For the 1908 and 1937 webbing buckles it is possible to get an etched brass fret made , designed and produced by Richie Elbourne… the results have proved spectacular.
The 1914 metalware is different : it uses traditional cast saddlery buckles, which are not flat , but 3-dimensional in a way impossible to reproduce with photetch.
After many years of pondering the problem , and considering painted pewter ( hopeless, the paint comes off instantly ), I bit the bullet and contacted Beechcraft , a lost wax casting business .
The response was favourable , so I sculpted and cast into pewter a complete set of buckles, which were then sent to Beechcraft for conversion into brass , by the modern version of the very ancient lost wax process.
The results were not cheap, but not prohibitively expensive either : a set works out at around £15.
The brass castings are also about 8% smaller than the originals, which is to be noted for future projects !
You have to polish the brass , and do a little filing here and there, and of course add pins if you want.
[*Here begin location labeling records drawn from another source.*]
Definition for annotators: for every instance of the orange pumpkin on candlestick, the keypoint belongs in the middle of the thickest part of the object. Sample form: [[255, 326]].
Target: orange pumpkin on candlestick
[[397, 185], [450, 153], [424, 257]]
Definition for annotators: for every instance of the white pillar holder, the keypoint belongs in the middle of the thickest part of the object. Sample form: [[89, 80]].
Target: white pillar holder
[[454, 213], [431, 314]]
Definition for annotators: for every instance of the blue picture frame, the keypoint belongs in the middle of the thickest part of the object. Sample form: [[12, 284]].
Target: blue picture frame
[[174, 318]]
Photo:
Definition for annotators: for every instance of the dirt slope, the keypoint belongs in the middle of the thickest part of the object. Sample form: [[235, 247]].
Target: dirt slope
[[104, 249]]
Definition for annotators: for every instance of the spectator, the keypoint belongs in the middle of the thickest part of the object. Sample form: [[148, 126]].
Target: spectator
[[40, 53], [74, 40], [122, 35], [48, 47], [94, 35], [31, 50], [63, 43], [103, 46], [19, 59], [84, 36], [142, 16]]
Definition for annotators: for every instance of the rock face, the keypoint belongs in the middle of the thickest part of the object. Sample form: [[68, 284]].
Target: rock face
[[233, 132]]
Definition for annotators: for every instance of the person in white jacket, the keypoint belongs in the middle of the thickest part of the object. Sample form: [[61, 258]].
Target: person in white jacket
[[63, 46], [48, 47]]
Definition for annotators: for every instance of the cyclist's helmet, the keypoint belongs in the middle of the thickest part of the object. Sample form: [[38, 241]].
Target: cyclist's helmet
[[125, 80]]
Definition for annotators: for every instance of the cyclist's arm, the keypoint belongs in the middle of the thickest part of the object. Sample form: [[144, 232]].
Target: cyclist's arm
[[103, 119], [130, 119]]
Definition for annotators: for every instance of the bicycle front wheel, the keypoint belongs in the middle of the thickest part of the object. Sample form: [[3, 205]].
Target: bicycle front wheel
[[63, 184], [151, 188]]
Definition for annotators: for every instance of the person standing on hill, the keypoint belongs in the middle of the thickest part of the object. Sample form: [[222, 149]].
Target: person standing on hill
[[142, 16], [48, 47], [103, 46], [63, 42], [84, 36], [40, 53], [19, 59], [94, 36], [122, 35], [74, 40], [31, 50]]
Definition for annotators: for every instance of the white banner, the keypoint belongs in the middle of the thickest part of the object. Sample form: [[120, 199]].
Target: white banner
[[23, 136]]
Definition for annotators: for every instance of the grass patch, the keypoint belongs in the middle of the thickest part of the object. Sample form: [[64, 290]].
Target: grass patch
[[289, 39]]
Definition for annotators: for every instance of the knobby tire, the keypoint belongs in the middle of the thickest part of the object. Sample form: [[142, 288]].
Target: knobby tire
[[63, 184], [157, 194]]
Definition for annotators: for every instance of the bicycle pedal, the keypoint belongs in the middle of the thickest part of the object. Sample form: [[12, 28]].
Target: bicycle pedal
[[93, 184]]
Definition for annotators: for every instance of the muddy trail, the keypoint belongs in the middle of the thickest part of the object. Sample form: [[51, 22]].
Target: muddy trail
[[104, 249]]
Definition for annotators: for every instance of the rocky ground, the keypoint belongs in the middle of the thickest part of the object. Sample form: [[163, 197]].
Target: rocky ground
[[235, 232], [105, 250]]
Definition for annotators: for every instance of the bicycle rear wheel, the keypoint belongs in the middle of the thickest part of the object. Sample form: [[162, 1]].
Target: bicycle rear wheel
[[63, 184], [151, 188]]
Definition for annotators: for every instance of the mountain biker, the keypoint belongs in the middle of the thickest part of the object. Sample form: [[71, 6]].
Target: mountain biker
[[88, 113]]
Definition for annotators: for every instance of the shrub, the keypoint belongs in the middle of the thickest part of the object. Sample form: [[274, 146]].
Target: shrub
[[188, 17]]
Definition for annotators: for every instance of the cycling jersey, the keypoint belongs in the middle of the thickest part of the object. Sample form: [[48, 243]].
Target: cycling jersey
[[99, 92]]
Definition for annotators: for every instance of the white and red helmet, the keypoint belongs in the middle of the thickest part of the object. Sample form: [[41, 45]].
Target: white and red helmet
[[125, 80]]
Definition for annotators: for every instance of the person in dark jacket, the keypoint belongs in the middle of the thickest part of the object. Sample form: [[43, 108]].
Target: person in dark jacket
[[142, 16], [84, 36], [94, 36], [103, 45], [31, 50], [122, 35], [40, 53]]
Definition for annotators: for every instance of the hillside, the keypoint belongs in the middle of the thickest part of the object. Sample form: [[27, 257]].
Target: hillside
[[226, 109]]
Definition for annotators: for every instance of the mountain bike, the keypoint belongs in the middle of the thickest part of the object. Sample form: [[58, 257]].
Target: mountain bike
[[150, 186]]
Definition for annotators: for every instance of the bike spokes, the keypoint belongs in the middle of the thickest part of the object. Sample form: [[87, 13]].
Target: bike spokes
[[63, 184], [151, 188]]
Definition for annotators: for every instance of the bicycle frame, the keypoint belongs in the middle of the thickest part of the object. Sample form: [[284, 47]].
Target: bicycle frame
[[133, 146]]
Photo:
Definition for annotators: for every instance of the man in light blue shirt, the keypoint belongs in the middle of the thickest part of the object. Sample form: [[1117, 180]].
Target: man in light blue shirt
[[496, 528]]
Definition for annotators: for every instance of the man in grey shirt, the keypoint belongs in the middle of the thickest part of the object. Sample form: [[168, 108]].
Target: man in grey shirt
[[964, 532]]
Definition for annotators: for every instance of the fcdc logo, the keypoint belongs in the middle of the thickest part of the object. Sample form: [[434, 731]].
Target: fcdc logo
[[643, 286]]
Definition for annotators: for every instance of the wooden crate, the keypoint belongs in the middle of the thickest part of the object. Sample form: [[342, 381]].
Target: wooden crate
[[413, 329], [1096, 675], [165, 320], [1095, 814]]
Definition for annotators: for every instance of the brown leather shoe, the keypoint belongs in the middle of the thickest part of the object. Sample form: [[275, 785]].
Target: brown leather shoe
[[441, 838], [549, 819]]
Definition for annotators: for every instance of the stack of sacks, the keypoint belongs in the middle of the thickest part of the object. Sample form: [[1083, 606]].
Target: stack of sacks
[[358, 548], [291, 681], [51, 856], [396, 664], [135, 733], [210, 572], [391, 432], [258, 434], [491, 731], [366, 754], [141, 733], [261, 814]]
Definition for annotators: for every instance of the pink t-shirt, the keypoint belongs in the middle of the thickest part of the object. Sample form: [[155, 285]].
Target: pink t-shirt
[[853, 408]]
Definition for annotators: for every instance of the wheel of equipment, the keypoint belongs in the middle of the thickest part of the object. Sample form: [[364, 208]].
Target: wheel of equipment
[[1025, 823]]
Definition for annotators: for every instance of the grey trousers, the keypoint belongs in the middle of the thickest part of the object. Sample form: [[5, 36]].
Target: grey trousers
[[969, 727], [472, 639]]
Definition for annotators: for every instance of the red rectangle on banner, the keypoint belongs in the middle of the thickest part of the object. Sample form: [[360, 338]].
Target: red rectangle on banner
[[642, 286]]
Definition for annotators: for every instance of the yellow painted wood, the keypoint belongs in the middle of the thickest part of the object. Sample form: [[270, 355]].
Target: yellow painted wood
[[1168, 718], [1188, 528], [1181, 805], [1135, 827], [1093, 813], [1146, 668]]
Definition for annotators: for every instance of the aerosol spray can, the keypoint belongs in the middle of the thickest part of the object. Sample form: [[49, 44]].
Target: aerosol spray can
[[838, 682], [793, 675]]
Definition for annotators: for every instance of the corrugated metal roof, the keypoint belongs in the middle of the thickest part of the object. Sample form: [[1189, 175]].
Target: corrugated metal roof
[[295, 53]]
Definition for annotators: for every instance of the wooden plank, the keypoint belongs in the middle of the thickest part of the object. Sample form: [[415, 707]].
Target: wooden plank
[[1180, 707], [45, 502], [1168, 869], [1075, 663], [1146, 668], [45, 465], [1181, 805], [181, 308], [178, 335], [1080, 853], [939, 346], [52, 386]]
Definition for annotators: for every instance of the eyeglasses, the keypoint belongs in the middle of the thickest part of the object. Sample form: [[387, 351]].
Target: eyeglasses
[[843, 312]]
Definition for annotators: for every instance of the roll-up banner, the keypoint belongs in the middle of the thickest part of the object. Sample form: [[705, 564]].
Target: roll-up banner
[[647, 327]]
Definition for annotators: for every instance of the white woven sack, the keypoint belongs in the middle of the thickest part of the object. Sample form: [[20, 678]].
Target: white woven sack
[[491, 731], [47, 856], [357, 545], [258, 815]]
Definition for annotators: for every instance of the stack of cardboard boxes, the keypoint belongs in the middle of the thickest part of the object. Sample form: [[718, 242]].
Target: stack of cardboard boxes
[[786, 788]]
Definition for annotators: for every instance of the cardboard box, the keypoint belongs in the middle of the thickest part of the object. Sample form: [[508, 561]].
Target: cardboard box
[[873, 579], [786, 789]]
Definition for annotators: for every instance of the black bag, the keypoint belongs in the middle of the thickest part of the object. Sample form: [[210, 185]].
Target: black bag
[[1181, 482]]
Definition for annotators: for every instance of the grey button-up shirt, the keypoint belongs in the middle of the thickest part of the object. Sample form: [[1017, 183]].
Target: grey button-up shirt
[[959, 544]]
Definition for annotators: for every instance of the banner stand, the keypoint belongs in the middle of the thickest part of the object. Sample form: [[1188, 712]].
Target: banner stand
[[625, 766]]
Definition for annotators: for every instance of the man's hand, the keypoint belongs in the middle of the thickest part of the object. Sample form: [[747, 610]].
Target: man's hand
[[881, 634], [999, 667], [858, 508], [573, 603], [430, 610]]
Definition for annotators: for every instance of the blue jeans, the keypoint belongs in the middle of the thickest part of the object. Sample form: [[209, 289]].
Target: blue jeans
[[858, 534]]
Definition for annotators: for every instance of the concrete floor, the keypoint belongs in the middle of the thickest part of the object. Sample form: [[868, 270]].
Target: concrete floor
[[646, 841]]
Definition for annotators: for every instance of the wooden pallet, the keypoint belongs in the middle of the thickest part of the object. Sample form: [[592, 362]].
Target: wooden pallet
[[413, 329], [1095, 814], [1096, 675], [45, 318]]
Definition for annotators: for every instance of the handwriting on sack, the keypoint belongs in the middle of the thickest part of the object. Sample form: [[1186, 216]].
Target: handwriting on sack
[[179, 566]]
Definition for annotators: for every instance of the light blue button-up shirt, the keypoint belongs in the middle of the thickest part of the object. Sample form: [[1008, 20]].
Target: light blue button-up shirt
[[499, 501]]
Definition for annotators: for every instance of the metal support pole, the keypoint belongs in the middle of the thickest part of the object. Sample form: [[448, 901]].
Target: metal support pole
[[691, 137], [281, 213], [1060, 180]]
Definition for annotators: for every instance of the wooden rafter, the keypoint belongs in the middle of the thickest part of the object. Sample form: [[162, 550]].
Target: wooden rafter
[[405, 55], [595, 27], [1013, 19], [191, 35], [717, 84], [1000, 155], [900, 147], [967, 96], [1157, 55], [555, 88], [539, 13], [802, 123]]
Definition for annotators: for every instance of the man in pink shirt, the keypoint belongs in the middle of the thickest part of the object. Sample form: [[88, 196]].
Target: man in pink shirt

I just got the double buckles cast , since all the single buckles can be made up from brass wire .
The leather is perfect , from my friend and colleague PAD 75, who gets it in Paris , thinned to a range of fractions of a millimetre.
I stain it using Fiebigs spirit-based leather dyes, in this case Light Brown, slightly thinned with surgical spirit.The brass rivets are the smallest type of ship-builder’s pins.
The hardest part is the cartridge boxes : I made a Sculpey former to stretch them round, then sewed them on the machine . It greatly helps to wetform the leather parts before sewing , and lightly glue in place to stop them shifting under the machine .
If you are careful , machine sewing thin leather is quite easy , and gives a much better effect than just glueing.
Getting it all to go together properly took much time and fine adjustment. Inevitably scale cast buckles tend to be a bit tighter than the real thing, and I had to skive a lot of leather tabs to get them through the buckles.
The Small and Large packs are painted shirting cotton.